O GP anuncia a urgência de perfilarmos relações de cuidado em respeito aos tempos. Pál Pelbart (1993) menciona que a possibilidade de resgatar o jorrar do tempo é uma necessidade para o pensamento, para as artes, mas principalmente para a loucura.

A questão seria saber como as propostas alternativas em saúde mental pensam preservar a possibilidade de uma temporalidade diferenciada, onde a lentidão não seja impotência, onde a diferença de ritmos não seja disritmia, onde os movimentos não ganhem sentido apenas pelo seu desfecho (PÁL PELBART, 1993, p. 31).

O autor nos ajuda a entender que a loucura não só encarna uma desaceleração (ou uma velocidade de outra ordem), mas, também solicita uma desaceleração. A loucura é a recusa de determinado regime de temporalidade, o protesto em forma de colapso frente ao império da velocidade, e a reivindicação de um outro tempo (PÁL PELBART, 1993).
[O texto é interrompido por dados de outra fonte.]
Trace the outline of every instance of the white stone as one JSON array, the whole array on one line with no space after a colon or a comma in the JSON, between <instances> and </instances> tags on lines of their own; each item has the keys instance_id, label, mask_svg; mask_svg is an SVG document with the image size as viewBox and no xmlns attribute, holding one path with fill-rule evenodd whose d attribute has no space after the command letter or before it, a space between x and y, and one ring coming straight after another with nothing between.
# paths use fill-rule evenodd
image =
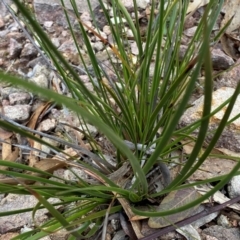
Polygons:
<instances>
[{"instance_id":1,"label":"white stone","mask_svg":"<svg viewBox=\"0 0 240 240\"><path fill-rule=\"evenodd\" d=\"M56 124L55 119L45 119L39 124L37 130L41 132L49 132L56 127Z\"/></svg>"},{"instance_id":2,"label":"white stone","mask_svg":"<svg viewBox=\"0 0 240 240\"><path fill-rule=\"evenodd\" d=\"M230 198L240 196L240 176L234 176L228 185L228 194Z\"/></svg>"},{"instance_id":3,"label":"white stone","mask_svg":"<svg viewBox=\"0 0 240 240\"><path fill-rule=\"evenodd\" d=\"M130 11L133 10L134 8L133 0L121 0L121 2L128 10ZM147 5L150 3L150 0L137 0L136 3L139 8L145 9Z\"/></svg>"},{"instance_id":4,"label":"white stone","mask_svg":"<svg viewBox=\"0 0 240 240\"><path fill-rule=\"evenodd\" d=\"M92 46L93 46L93 48L94 48L95 50L97 50L98 52L101 51L101 50L103 50L103 48L104 48L104 45L103 45L102 42L95 42L95 43L92 44Z\"/></svg>"},{"instance_id":5,"label":"white stone","mask_svg":"<svg viewBox=\"0 0 240 240\"><path fill-rule=\"evenodd\" d=\"M45 22L43 23L43 26L44 26L45 28L50 28L52 25L53 25L53 21L45 21Z\"/></svg>"},{"instance_id":6,"label":"white stone","mask_svg":"<svg viewBox=\"0 0 240 240\"><path fill-rule=\"evenodd\" d=\"M110 18L110 21L112 24L119 24L119 23L125 23L127 22L127 20L125 18L120 18L120 17L116 17L116 18Z\"/></svg>"},{"instance_id":7,"label":"white stone","mask_svg":"<svg viewBox=\"0 0 240 240\"><path fill-rule=\"evenodd\" d=\"M111 31L110 26L105 25L105 26L103 27L103 32L104 32L106 35L111 34L112 31Z\"/></svg>"},{"instance_id":8,"label":"white stone","mask_svg":"<svg viewBox=\"0 0 240 240\"><path fill-rule=\"evenodd\" d=\"M29 105L3 106L5 116L16 122L26 121L30 116L30 110Z\"/></svg>"}]
</instances>

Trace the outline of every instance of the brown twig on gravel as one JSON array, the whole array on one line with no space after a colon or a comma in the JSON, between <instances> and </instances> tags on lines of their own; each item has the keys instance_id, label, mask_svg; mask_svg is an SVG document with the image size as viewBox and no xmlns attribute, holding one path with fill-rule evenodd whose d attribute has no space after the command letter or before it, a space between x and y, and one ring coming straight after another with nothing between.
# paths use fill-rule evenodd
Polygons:
<instances>
[{"instance_id":1,"label":"brown twig on gravel","mask_svg":"<svg viewBox=\"0 0 240 240\"><path fill-rule=\"evenodd\" d=\"M189 217L189 218L186 218L180 222L177 222L175 223L174 225L171 225L171 226L168 226L168 227L165 227L165 228L162 228L160 230L156 230L155 233L153 234L150 234L148 235L147 237L144 237L144 238L141 238L141 240L151 240L151 239L154 239L154 238L157 238L157 237L160 237L162 235L165 235L173 230L176 229L176 226L177 227L182 227L182 226L185 226L187 224L191 224L192 222L198 220L199 218L202 218L202 217L205 217L211 213L214 213L214 212L217 212L229 205L232 205L236 202L239 202L240 201L240 196L237 196L225 203L222 203L220 205L217 205L217 206L214 206L214 207L209 207L209 208L206 208L205 210L203 210L202 212L198 213L198 214L195 214L194 216L192 217Z\"/></svg>"}]
</instances>

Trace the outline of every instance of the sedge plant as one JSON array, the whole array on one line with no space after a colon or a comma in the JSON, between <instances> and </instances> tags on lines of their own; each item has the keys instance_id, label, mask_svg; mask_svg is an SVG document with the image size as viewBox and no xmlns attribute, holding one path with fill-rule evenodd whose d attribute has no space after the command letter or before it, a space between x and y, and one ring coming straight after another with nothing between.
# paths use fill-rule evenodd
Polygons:
<instances>
[{"instance_id":1,"label":"sedge plant","mask_svg":"<svg viewBox=\"0 0 240 240\"><path fill-rule=\"evenodd\" d=\"M164 212L143 211L134 207L136 203L141 205L147 199L159 198L177 189L189 187L186 180L210 156L229 122L240 85L237 86L232 98L211 112L213 73L210 45L218 41L220 37L212 38L211 31L220 13L223 0L209 1L183 59L179 59L179 51L189 1L152 1L147 28L143 33L138 21L139 12L136 0L133 1L134 17L130 15L121 1L110 1L112 18L109 16L108 8L100 0L107 25L110 26L113 39L111 43L101 36L101 29L90 27L82 22L76 2L74 0L70 2L77 24L71 22L69 10L62 0L63 14L65 14L71 37L78 49L80 67L88 75L93 91L85 86L75 67L56 49L35 20L34 13L29 12L19 1L16 1L16 4L21 12L20 17L71 96L40 88L25 79L3 71L0 72L0 78L1 81L23 87L67 111L74 112L81 124L85 125L84 134L91 142L95 140L91 138L87 124L95 126L113 144L115 149L113 157L116 162L114 166L109 164L101 150L87 153L95 159L93 160L95 164L83 162L76 156L70 161L69 156L66 155L63 160L65 167L80 168L95 180L88 182L76 176L78 181L71 182L37 168L1 160L1 166L8 169L17 168L22 172L0 170L1 174L10 176L17 183L10 185L10 182L0 181L0 192L32 194L39 200L39 203L35 208L1 212L0 216L32 211L34 219L36 211L41 208L48 209L52 215L51 220L32 231L17 236L16 239L40 239L61 228L68 231L69 239L87 239L99 233L104 225L103 219L107 215L122 210L128 217L131 214L147 217L168 216L200 204L222 188L237 173L240 165L237 163L228 175L219 177L218 183L211 191L185 206ZM88 5L93 25L96 25L90 0L88 0ZM155 9L158 10L157 14ZM138 54L135 56L130 50L127 29L130 29L131 41L135 42L138 49ZM84 42L87 58L82 54L78 44L77 34L79 33ZM102 61L95 54L89 34L103 42L104 52L108 56L115 79L107 73ZM205 71L202 118L179 129L178 123L188 107L202 68ZM208 147L203 148L210 117L226 105L227 111L221 123L215 130ZM48 145L55 151L61 152L61 156L64 154L62 149L44 142L39 137L39 133L34 135L36 132L32 129L24 128L6 119L0 120L0 125L28 139ZM198 135L192 137L196 129L199 129ZM62 145L75 148L80 152L83 151L77 144L58 138L54 140L61 141ZM194 142L194 148L188 159L182 163L179 175L171 179L168 167L172 161L170 153L178 148L181 149L179 143L183 140ZM160 166L163 173L165 188L151 193L147 174L156 166ZM120 180L122 173L127 174L127 177L123 178L124 181ZM39 184L28 184L27 181ZM216 178L206 179L200 183L212 181L216 182ZM49 198L57 198L60 202L50 204ZM67 208L73 202L74 207ZM126 208L126 204L130 210ZM66 207L62 214L55 209L58 205ZM91 228L89 228L90 224Z\"/></svg>"}]
</instances>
Desse modo, destaca-se a inevitabilidade de pensarmos a relação desse GP com o tempo.

Não nos esquivando que o lugar que ocupamos precisa ser considerado, as reflexões aqui apresentadas passam pelo que somos e fazemos, do quanto nos autorizamos a ser e estar, e do quanto consideramos imprescindível às enfermeiras, por meio do cuidado, fomentarem como na canção de Gilberto Gil esse tempo-rei.

141 [...] Tempo Rei! Oh Tempo Rei! Oh Tempo Rei! Transformai

As velhas formas do viver Ensinai-me

Oh Pai!

O que eu, ainda não sei Mãe Senhora do Perpétuo Socorrei!...

Na direção de que talvez não seja mesmo possível fomentar um tempo comum. Os tempos das pessoas são distintos e a convivência com o diferente a questão nodal, a complexidade da vida (seria esse o achado?). Imbuídas do devir-revolucionário-pesquisador, tencionamos que, assim como esse GP criou tempo para os encontros de produção de dados, porventura poderão, gradativamente, estabelecer relações diferentes com o tempo, e consequentemente, construírem tempos possíveis para o cuidar.